Saturday, January 14, 2012

155

JH: Style may be likened to a characteristic manner of speaking. One often changes one's way of speaking depending on circumstance. In writing, each poem is approached differently by the only way a poem may be approached, by words (the only visual/audible, verifiable approach to a poem, I should clarify). Is it true that each and every poem is approached differently? There is speaking, and there is the speaker. How different can a speaker be?  A poet's style may be appreciably different than it was ten years ago, but is it likely to be much different from ten days ago? This ten-day difference may happen a few times over a poet's lifetime, but probably wouldn't happen every ten days over a poet's lifetime.

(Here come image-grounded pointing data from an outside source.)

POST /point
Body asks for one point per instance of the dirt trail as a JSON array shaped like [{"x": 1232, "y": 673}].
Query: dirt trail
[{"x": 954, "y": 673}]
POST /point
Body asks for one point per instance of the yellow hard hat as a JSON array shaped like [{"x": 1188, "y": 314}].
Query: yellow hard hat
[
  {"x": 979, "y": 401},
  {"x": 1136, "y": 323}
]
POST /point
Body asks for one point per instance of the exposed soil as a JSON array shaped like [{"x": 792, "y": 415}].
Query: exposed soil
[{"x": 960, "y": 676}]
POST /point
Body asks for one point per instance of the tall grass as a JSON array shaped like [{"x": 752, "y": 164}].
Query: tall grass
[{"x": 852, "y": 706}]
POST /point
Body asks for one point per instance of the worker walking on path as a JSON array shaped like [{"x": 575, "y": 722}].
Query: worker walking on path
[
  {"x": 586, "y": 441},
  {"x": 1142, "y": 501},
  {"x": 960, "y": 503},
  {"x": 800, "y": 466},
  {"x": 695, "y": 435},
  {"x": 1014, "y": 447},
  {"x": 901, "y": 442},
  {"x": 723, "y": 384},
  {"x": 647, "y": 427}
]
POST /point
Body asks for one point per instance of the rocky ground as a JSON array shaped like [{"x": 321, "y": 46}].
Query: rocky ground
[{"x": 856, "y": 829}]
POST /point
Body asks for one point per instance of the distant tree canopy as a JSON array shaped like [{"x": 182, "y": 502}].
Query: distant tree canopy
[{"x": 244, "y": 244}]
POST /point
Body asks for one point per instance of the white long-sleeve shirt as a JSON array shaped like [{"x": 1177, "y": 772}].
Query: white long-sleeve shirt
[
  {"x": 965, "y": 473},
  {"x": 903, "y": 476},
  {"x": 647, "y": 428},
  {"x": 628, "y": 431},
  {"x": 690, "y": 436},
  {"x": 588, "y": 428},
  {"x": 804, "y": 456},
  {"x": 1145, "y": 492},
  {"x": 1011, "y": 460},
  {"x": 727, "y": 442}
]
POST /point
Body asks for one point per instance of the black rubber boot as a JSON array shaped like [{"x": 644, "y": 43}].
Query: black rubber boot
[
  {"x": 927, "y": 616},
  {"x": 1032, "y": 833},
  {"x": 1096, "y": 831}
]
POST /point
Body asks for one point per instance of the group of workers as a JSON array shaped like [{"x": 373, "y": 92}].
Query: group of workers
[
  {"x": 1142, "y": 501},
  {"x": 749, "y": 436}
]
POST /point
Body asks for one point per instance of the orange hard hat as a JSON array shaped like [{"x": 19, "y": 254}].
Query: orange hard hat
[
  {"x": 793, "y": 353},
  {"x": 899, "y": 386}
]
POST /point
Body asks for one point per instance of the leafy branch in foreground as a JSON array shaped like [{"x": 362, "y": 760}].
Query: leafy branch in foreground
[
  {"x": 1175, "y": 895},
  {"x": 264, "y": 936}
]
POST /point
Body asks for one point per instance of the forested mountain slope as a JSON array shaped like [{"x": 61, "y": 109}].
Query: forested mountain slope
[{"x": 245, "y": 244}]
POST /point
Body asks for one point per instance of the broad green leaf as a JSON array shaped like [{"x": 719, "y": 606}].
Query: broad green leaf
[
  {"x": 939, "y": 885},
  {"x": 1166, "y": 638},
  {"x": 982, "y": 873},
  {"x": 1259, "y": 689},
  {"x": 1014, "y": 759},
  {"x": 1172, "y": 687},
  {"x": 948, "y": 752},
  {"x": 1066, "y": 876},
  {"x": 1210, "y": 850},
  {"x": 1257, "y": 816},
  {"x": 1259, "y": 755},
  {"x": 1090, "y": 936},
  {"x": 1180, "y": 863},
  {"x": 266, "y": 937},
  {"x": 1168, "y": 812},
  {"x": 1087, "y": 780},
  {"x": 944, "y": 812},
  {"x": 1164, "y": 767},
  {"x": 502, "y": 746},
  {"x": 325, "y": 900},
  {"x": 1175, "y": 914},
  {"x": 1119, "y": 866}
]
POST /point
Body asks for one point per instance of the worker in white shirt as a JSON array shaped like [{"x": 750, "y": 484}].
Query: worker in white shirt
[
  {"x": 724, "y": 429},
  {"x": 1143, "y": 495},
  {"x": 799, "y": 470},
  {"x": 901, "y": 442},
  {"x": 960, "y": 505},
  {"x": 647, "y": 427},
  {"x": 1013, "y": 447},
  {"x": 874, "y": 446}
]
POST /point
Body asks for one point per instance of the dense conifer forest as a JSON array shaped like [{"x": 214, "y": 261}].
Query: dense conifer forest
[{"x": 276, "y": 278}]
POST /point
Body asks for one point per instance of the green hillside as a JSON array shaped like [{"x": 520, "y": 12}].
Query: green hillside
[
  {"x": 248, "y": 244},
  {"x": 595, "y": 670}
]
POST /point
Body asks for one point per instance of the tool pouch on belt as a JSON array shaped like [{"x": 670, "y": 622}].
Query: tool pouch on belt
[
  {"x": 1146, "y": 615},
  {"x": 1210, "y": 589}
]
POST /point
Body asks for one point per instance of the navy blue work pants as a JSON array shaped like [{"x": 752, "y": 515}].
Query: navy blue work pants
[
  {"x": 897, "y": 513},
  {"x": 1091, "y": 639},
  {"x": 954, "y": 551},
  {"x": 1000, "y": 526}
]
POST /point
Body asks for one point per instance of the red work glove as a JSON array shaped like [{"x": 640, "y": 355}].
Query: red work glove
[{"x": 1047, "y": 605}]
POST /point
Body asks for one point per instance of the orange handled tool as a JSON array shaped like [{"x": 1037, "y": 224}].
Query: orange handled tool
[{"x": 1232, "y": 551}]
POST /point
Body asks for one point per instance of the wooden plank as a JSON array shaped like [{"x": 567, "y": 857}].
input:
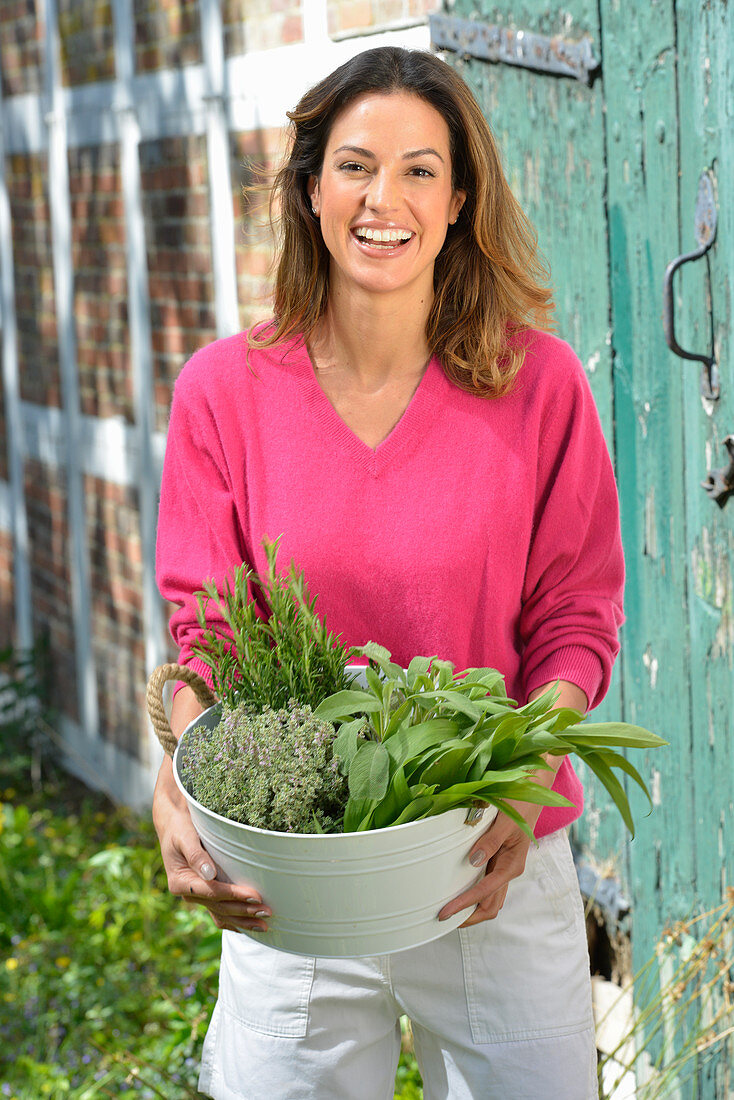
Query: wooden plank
[
  {"x": 705, "y": 36},
  {"x": 643, "y": 208},
  {"x": 61, "y": 223},
  {"x": 13, "y": 418}
]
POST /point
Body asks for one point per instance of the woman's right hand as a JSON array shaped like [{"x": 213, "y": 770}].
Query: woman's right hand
[{"x": 189, "y": 868}]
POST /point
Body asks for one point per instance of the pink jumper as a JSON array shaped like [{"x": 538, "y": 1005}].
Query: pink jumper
[{"x": 484, "y": 531}]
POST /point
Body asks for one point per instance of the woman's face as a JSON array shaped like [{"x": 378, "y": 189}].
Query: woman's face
[{"x": 384, "y": 196}]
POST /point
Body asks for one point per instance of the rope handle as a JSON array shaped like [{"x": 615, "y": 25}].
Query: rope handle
[{"x": 154, "y": 699}]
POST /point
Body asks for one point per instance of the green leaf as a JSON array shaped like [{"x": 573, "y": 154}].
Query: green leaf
[
  {"x": 514, "y": 815},
  {"x": 397, "y": 798},
  {"x": 369, "y": 772},
  {"x": 419, "y": 807},
  {"x": 449, "y": 767},
  {"x": 620, "y": 734},
  {"x": 346, "y": 704},
  {"x": 374, "y": 681},
  {"x": 412, "y": 741},
  {"x": 417, "y": 667},
  {"x": 616, "y": 760},
  {"x": 543, "y": 703},
  {"x": 456, "y": 701},
  {"x": 346, "y": 744},
  {"x": 606, "y": 777},
  {"x": 357, "y": 812}
]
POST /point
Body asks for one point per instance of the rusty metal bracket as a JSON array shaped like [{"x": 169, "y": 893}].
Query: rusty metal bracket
[
  {"x": 705, "y": 233},
  {"x": 512, "y": 46}
]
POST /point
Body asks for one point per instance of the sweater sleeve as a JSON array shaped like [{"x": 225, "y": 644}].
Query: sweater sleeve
[
  {"x": 199, "y": 534},
  {"x": 573, "y": 583}
]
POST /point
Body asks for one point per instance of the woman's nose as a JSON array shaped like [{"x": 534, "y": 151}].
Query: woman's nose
[{"x": 382, "y": 193}]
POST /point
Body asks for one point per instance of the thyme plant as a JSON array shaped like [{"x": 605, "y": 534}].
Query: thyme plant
[{"x": 272, "y": 769}]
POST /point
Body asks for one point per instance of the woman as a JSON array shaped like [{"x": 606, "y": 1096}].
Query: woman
[{"x": 434, "y": 461}]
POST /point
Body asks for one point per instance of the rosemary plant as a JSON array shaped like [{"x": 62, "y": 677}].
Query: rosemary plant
[{"x": 278, "y": 650}]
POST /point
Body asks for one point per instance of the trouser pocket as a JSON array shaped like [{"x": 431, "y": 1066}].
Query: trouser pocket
[
  {"x": 526, "y": 972},
  {"x": 266, "y": 990}
]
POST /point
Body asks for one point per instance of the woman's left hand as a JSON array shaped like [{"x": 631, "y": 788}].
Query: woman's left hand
[{"x": 504, "y": 846}]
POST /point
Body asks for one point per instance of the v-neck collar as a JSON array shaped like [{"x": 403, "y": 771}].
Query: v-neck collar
[{"x": 407, "y": 429}]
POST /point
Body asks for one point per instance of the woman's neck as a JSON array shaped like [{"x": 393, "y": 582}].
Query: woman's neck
[{"x": 373, "y": 339}]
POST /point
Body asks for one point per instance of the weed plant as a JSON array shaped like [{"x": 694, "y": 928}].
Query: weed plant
[
  {"x": 107, "y": 981},
  {"x": 683, "y": 1010}
]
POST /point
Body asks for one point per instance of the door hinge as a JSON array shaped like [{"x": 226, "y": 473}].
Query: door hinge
[{"x": 513, "y": 46}]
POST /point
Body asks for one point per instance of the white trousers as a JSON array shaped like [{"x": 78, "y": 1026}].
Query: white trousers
[{"x": 500, "y": 1011}]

AHB: I suppose if you are mining  the earth for whatever ore you first find the precious. As you dig, perhaps you find greater concentration. As you continue, you find that the concentration diminishes as the lode pays out. I think writers tend to approach each poem the same, like with the previous.in repetition of this writing act, we find something different.

So speaking of which, you supplied Wryting-L with the following different sounding piece. No Greek, and kinda flaky:

Reminiscence

The masque at the Creaky Wink, it was some affair! Me and Het Rancifer, were we the Red Death, the Yellow King? You'd think. We, venerable, inveterate to the Wink, masqued as Gravestone and Madness Creek, newcomers to the Creaky Wink. Some pair!